Magazine Editor Left Red-Faced After ‘Reply All’ Gaff

Magazine Editor Left Red-Faced After ‘Reply All’ Gaff

The president of a popular American financial magazine was left red-faced on Friday after he accidentally hit “reply all” on a confidential email and spilled the beans about staff lay-offs to the entire Wall Street Journal newsroom.

The farcical situation came about after WSJ editor Gerard Baker emailed employees to tell them about a new round of planned buyouts.

Seeing this, Barron’s president and editor, Ed Finn, intended to forward that email to a handful of other company high-ups, including Dow Jones Media Group publisher Almar Latour, to discuss the impact of the buyouts on the as-yet-unannounced redundancy plans for his staff.

His email had the following, according to Politico:

"The email Gerry Baker just sent about wsj buyouts says that dj is offering 1.5x the standard buyout package. Are we planning to go to the employees we are laying off at Barron's next week and offer them 1x the standard package. That could create some problems. Please advise."

Unfortunately for Finn, he hit “reply all” instead and apparently sent the email to the WSJ newsroom.

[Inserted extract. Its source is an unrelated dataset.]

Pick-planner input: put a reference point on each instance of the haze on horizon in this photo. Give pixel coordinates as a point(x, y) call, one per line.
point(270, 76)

"That was not intentional. it was a mistake. we had not been told what package was being offered to the several barron's folks who would be laid off next week," Finn explained to Politico.

Tony Pepper, CEO of secure messaging firm Egress Software Technologies argued the case shows reply all and auto-fill might be time-saving functions, but only if used with caution.

“Businesses have to accept that mistakes like these happen: humans are fallible, it’s a fact of life,” he added.

“By accepting this, and adopting technologies that can provide a safety net for users – for example, by offering the ability to encrypt, so that unintended users cannot access sensitive data; or having the ability to revoke access if data is sent in error; or refusing to send sensitive content to certain addresses and domains – then we can help to prevent these type of upsetting errors in the future.”